Conservative, independent and Green councillors have challenged a decision to make the part-time low-traffic neighbourhood in Greenwich and Blackheath permanent, meaning there will be a hearing about the issue at Woolwich Town Hall next month.
Streets east and west of Greenwich Park have been closed to through traffic during peak times on weekdays since November as part of long-running attempts to stop drivers using back roads as cut-throughs to avoid the A2, after residents complained of abuse and antisocial behaviour from rush-hour drivers.
Anthony Okereke, the Labour council leader, has approved making the scheme permanent with two modifications: allowing through traffic to use Royal Hill and Blissett Street in west Greenwich once again, and allowing Blue Badge holders to register two vehicles.
A report from council officers found that the scheme had slashed through traffic in streets either side of Greenwich Park, but admitted that it had exacerbated rat-running in parts of Charlton, just east of the scheme boundary. The council intends to address this with “targeted mitigation measures” rather than extending the LTN to cover the area or scrapping the scheme altogether.
Charlie Davis, the Greenwich Conservatives’ deputy leader, has called in the decision, as has Lakshan Saldin, the independent councillor for Charlton Hornfair.
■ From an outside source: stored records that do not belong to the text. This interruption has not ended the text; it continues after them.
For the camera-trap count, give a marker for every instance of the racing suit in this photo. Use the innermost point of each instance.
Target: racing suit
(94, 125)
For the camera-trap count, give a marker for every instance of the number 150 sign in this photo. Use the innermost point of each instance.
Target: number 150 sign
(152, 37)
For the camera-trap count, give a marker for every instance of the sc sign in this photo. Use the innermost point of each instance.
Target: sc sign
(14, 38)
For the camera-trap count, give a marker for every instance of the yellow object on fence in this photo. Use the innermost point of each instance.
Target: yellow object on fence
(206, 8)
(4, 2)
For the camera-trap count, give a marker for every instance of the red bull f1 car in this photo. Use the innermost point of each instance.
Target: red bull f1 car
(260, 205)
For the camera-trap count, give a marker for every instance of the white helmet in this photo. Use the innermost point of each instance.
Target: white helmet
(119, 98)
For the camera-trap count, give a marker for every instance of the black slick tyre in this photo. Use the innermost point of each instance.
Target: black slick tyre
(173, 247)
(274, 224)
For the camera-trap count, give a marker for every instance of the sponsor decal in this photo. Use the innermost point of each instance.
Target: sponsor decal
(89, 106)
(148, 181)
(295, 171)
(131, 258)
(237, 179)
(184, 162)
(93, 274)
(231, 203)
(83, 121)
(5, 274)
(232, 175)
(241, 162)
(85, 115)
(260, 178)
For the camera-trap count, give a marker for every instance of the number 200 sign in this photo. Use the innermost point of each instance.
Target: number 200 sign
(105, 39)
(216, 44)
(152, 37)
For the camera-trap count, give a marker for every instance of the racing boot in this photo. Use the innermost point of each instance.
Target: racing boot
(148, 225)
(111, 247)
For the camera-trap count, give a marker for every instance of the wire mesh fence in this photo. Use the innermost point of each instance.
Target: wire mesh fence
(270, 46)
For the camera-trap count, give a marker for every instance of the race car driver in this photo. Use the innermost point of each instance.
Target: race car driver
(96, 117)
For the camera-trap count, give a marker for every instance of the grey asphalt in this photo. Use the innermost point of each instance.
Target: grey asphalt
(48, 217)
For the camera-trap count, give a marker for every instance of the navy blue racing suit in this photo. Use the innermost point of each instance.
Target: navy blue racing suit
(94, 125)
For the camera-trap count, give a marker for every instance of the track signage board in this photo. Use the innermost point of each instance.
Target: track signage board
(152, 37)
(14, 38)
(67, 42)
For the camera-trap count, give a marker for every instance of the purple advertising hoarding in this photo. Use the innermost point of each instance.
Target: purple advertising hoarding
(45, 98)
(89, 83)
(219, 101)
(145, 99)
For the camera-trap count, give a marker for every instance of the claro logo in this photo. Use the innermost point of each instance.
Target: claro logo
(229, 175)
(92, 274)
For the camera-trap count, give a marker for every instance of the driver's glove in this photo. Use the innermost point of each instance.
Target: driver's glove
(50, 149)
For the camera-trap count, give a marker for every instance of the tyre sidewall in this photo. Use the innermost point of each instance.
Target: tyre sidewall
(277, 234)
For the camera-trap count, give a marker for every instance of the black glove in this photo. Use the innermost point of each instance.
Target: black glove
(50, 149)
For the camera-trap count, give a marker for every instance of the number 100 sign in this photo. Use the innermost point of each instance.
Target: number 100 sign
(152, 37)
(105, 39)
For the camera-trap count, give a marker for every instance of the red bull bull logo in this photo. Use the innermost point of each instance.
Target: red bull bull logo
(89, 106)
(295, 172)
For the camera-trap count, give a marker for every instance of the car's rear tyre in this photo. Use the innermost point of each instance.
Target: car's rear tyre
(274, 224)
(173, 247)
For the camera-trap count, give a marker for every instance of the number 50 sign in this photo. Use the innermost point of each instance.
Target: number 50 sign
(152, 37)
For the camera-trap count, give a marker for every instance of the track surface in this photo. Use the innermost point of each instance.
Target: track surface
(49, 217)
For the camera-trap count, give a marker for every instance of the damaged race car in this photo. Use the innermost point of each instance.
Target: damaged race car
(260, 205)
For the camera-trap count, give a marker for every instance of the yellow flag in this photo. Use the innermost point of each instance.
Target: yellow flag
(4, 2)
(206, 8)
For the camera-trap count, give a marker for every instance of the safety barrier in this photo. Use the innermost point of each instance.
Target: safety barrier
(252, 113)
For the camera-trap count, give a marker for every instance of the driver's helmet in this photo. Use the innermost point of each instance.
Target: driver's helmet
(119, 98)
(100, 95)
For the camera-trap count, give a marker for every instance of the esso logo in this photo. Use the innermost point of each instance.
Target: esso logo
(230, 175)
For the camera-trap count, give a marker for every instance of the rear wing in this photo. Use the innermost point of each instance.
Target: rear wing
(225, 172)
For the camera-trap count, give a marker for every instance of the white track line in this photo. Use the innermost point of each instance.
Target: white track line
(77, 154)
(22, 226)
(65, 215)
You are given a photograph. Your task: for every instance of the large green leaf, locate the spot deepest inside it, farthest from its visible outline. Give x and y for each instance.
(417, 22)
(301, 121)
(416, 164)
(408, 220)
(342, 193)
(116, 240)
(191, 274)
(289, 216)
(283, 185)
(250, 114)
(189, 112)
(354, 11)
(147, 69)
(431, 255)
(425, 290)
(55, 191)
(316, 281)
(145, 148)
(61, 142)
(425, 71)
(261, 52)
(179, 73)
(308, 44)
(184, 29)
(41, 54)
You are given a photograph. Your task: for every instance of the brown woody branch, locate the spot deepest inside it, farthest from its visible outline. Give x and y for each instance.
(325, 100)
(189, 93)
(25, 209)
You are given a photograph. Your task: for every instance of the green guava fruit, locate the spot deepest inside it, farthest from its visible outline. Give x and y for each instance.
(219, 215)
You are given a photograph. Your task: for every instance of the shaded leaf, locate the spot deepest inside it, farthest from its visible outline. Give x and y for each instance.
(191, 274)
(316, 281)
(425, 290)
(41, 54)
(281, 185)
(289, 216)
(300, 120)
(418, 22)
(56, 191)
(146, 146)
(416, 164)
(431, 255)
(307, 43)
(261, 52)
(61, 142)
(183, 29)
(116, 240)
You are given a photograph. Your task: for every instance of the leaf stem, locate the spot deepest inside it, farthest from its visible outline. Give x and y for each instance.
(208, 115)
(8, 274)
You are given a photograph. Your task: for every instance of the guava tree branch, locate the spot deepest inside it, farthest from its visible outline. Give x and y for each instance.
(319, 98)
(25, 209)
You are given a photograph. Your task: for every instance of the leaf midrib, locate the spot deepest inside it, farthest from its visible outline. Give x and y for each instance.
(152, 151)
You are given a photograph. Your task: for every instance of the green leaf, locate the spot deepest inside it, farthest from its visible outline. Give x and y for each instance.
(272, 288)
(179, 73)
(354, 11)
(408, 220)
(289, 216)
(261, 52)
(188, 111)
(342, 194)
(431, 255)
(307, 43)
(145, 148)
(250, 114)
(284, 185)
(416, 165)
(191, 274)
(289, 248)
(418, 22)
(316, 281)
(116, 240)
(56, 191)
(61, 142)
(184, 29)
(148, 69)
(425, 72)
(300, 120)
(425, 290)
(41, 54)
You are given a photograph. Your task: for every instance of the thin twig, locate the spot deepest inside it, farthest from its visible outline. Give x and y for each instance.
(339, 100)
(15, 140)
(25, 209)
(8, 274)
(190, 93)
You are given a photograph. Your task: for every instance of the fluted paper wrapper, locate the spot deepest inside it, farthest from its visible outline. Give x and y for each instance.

Both have different views on the scheme: Davis wants it to be scrapped altogether, while Saldin wants a final decision deferred until traffic levels have stabilised following the opening of the Silvertown Tunnel.
They will argue their cases to a sub-committee of councillors on November 6, who can recommend the scheme be amended or scrapped.
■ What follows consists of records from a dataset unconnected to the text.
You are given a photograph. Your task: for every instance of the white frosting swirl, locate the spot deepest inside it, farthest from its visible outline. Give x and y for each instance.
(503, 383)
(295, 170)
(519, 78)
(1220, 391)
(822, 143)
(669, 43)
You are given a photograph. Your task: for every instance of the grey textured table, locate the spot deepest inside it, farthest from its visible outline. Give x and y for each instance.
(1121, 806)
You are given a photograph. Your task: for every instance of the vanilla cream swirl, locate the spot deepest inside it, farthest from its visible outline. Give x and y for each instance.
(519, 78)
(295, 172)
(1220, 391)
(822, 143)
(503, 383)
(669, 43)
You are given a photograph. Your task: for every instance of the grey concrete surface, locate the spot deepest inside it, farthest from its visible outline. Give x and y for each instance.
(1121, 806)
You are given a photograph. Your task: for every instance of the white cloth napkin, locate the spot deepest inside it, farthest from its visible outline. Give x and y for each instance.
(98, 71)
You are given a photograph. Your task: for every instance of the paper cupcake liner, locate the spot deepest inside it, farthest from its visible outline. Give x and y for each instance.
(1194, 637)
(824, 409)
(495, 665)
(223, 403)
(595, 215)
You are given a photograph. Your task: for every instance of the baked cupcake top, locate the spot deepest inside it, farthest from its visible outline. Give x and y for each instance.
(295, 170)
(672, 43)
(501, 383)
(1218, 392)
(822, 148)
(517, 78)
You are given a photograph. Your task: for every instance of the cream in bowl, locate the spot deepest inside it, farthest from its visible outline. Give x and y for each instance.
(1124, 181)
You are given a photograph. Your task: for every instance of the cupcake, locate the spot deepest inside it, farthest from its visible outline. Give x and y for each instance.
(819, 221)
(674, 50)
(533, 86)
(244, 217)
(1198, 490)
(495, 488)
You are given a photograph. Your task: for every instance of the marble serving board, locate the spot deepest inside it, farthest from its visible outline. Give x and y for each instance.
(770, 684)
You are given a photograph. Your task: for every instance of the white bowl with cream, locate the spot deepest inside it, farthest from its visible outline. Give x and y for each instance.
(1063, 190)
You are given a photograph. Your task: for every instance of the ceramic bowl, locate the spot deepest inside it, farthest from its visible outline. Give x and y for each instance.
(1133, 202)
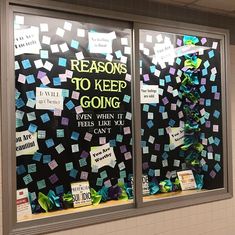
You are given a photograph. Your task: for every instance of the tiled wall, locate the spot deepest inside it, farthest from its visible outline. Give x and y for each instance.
(216, 218)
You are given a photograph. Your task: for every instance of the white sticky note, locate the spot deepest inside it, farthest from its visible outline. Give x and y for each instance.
(67, 26)
(46, 40)
(80, 32)
(44, 27)
(60, 32)
(55, 48)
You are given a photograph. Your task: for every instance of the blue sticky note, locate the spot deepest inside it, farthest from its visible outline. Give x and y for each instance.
(59, 189)
(30, 94)
(171, 122)
(99, 181)
(126, 98)
(20, 103)
(20, 169)
(60, 133)
(27, 179)
(82, 162)
(212, 77)
(32, 168)
(41, 184)
(37, 156)
(146, 108)
(119, 138)
(161, 82)
(112, 143)
(46, 159)
(211, 54)
(150, 124)
(208, 102)
(202, 89)
(44, 54)
(32, 128)
(49, 143)
(161, 131)
(214, 89)
(62, 62)
(118, 54)
(74, 135)
(70, 105)
(216, 141)
(26, 64)
(216, 114)
(73, 173)
(69, 166)
(217, 167)
(206, 64)
(168, 78)
(217, 157)
(103, 174)
(30, 79)
(152, 68)
(74, 44)
(57, 81)
(161, 109)
(204, 72)
(65, 93)
(122, 174)
(45, 117)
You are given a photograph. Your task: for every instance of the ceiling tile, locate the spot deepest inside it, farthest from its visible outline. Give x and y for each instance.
(226, 5)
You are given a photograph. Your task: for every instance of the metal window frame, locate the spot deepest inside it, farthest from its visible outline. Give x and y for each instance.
(7, 145)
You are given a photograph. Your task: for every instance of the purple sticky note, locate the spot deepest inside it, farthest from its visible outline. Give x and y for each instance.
(217, 96)
(203, 81)
(84, 154)
(64, 121)
(145, 165)
(123, 149)
(41, 74)
(146, 77)
(212, 174)
(84, 175)
(53, 178)
(203, 41)
(165, 101)
(179, 42)
(172, 71)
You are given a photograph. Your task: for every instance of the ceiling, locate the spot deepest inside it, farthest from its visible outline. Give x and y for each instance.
(226, 7)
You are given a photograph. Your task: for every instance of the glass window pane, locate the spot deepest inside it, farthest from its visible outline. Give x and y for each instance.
(73, 115)
(181, 85)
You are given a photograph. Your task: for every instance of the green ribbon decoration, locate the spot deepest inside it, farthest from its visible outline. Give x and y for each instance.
(44, 202)
(95, 197)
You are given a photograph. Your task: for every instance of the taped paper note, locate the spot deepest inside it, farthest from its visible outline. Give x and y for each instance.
(100, 43)
(26, 143)
(27, 41)
(49, 98)
(102, 156)
(149, 94)
(176, 136)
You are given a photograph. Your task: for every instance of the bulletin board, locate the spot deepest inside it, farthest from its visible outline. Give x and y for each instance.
(181, 125)
(73, 96)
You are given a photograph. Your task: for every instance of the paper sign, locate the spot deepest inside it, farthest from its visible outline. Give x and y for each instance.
(102, 156)
(27, 41)
(100, 42)
(149, 94)
(186, 179)
(81, 194)
(145, 185)
(176, 136)
(22, 203)
(26, 143)
(49, 98)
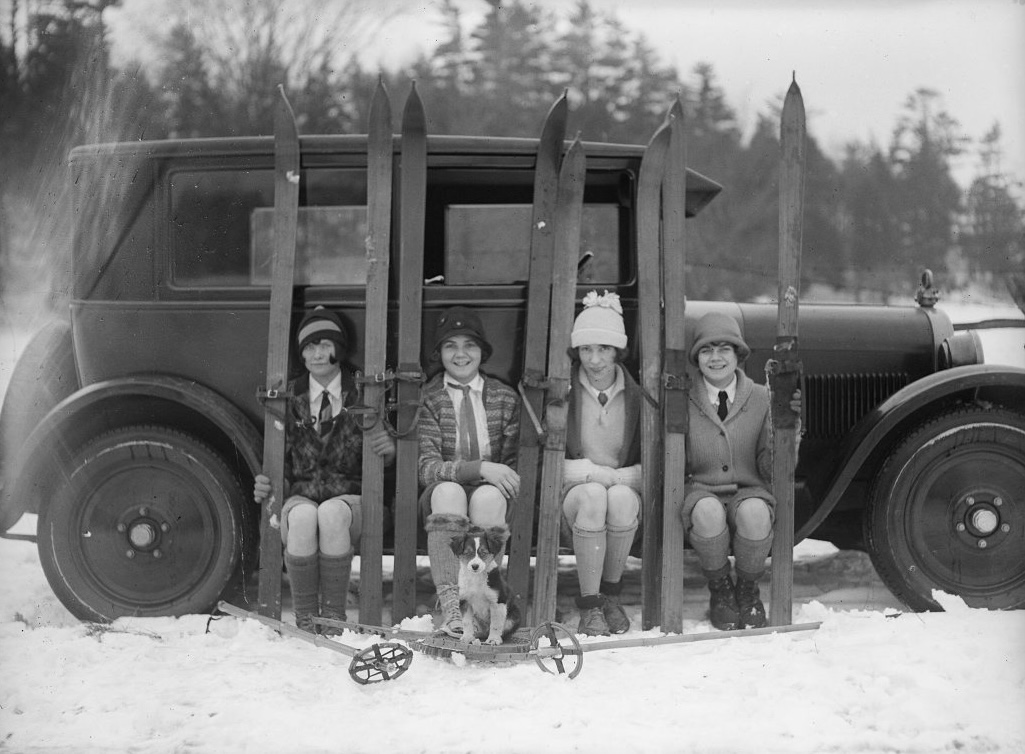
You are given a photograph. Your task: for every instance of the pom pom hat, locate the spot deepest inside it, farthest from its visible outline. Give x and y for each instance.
(322, 325)
(601, 323)
(719, 328)
(461, 321)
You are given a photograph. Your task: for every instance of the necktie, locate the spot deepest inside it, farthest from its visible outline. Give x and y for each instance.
(324, 415)
(469, 447)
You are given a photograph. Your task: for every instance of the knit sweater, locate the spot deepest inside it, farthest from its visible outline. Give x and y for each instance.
(723, 456)
(438, 431)
(629, 453)
(317, 467)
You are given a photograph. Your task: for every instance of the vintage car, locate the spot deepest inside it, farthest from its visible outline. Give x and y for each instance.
(132, 426)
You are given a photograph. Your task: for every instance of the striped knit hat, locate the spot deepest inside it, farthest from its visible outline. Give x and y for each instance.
(322, 325)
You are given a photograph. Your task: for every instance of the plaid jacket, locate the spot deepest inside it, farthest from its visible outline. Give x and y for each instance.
(321, 468)
(438, 433)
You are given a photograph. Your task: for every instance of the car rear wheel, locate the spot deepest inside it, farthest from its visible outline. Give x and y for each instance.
(947, 510)
(149, 522)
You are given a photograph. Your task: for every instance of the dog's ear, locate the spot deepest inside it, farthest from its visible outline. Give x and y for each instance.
(458, 543)
(497, 536)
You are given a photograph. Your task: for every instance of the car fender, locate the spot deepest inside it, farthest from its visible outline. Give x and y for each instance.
(47, 453)
(886, 424)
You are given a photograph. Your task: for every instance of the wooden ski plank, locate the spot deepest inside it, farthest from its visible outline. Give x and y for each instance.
(286, 208)
(650, 327)
(569, 210)
(784, 368)
(549, 152)
(674, 380)
(377, 250)
(412, 206)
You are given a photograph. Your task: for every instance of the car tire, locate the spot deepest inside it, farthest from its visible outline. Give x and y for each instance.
(947, 510)
(149, 522)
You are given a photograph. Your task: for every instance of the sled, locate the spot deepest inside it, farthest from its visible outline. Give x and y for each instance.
(552, 646)
(380, 662)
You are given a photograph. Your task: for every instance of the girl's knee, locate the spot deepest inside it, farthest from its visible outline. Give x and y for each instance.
(449, 498)
(586, 505)
(708, 517)
(753, 518)
(487, 506)
(623, 506)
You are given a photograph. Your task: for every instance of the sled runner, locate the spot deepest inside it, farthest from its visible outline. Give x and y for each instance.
(379, 662)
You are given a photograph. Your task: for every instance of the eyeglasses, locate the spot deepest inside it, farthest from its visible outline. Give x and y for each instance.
(715, 348)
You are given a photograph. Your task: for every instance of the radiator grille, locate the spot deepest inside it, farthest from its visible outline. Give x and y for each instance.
(836, 402)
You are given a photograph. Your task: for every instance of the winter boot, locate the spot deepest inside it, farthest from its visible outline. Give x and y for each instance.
(442, 529)
(752, 613)
(335, 572)
(591, 616)
(615, 616)
(303, 579)
(723, 610)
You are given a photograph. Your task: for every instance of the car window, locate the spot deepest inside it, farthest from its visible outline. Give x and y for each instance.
(490, 244)
(222, 228)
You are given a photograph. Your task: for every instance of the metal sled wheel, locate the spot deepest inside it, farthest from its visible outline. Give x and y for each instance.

Notably, Saldin’s call-in is seconded by Tamasin Rhymes, the borough’s only Green councillor. While the Greens have been supporters of low-traffic neighbourhoods, Rhymes’ support is an indication of the impact the current scheme has had on side roads in Charlton.
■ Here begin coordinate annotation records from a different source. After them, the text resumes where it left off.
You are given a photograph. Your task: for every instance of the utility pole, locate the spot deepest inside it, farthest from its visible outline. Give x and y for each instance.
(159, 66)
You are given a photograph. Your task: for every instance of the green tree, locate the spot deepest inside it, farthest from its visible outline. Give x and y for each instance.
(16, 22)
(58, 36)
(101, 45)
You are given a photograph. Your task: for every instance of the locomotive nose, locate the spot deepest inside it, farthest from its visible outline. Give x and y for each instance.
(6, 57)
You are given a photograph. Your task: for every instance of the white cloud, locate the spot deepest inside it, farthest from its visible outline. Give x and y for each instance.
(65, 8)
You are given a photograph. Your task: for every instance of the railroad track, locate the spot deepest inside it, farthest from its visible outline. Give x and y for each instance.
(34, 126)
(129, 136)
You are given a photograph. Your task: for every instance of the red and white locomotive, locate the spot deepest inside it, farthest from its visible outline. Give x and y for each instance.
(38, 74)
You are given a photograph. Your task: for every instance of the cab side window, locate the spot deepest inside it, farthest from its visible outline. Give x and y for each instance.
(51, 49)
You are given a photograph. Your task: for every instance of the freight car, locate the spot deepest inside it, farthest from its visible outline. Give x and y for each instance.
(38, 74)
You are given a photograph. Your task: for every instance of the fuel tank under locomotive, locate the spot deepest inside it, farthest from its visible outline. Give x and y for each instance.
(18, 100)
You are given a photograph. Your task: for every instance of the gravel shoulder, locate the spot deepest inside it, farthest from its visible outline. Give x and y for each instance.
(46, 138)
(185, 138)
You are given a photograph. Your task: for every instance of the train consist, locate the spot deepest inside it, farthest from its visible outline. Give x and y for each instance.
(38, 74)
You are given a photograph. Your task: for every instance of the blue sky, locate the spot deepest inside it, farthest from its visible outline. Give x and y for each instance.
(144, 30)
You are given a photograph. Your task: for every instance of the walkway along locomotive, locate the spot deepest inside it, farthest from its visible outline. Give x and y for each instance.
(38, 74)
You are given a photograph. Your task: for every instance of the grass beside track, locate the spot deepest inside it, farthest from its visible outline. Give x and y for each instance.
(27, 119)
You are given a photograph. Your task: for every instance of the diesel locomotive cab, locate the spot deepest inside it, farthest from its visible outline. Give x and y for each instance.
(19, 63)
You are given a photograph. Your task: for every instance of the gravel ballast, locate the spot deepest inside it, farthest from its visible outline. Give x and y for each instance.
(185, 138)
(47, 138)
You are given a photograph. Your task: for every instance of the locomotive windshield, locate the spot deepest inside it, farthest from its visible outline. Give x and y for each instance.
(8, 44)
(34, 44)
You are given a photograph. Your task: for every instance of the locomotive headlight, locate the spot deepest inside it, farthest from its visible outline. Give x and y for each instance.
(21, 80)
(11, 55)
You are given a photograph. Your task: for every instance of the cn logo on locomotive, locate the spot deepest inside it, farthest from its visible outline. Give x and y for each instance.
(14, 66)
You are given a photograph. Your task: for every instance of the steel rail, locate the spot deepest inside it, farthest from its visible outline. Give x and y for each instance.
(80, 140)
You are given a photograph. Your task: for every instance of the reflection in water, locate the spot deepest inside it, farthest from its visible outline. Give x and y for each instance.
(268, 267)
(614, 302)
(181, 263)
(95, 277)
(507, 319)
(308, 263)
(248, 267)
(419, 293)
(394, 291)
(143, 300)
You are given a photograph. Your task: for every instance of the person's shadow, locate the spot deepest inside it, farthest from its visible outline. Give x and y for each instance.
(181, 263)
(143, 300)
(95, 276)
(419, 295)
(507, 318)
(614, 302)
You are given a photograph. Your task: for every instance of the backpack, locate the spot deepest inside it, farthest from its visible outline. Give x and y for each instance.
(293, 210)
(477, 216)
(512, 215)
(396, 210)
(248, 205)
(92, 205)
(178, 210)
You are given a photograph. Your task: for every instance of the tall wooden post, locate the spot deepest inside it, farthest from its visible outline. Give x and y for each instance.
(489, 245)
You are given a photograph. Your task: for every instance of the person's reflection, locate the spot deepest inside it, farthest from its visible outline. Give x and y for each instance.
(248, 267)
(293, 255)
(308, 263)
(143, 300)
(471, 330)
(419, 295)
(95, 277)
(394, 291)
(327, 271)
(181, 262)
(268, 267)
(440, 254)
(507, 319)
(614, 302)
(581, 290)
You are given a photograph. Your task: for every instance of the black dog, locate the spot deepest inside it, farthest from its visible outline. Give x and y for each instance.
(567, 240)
Saldin’s ward covers Eastcombe Avenue, a street affected by displaced traffic. He said that while low-traffic neighbourhoods were “a key tool” in reducing traffic, improving air quality and boosting road safety, “they do not exist in isolation and must be considered in terms of their individual merits, the extent to which they displace problems to other areas, and the mitigation of these issues”.
“We do not believe that at this point the data and mitigations presented support the recommended decision to make the scheme permanent,” he said.
Davis, an Eltham Town councillor, said: “The council’s own report on this scheme shows it has had a negligible impact on air quality and that traffic has increased on almost all boundary roads. This hasn’t reduced car usage, it has just pushed it elsewhere.

“The only reason to go ahead with making this scheme permanent six months early is because of Labour’s ideological obsession with inconveniencing residents who drive and the eye-popping amount of money they are currently making from doing it. The vast majority of residents do not want this scheme and Labour need to start listening to the people who put them in the town hall in the first place.”
The council has previously said that traffic levels fell by 6 per cent across the whole area covered, including boundary roads, during the trial, but there had been “slightly more traffic'” in boundary areas which it would work to mitigate.
At a council meeting last month it was revealed that Greenwich had collected £3.8 million in fines from the scheme, although officials had not recorded how many of the drivers hit with penalty charges were residents of the borough. Money collected from low-traffic neighbourhoods is ring-fenced for transport schemes, including funding the Freedom Pass.
At the same meeting, a resident in Victoria Way, one of the streets affected by the increase in traffic, discussed a petition for a zebra crossing that had been brought about because of difficulties crossing the road to reach a nursery.
Updated at 11.10pm to tidy up the story and add a further comment from Lakshan Saldin.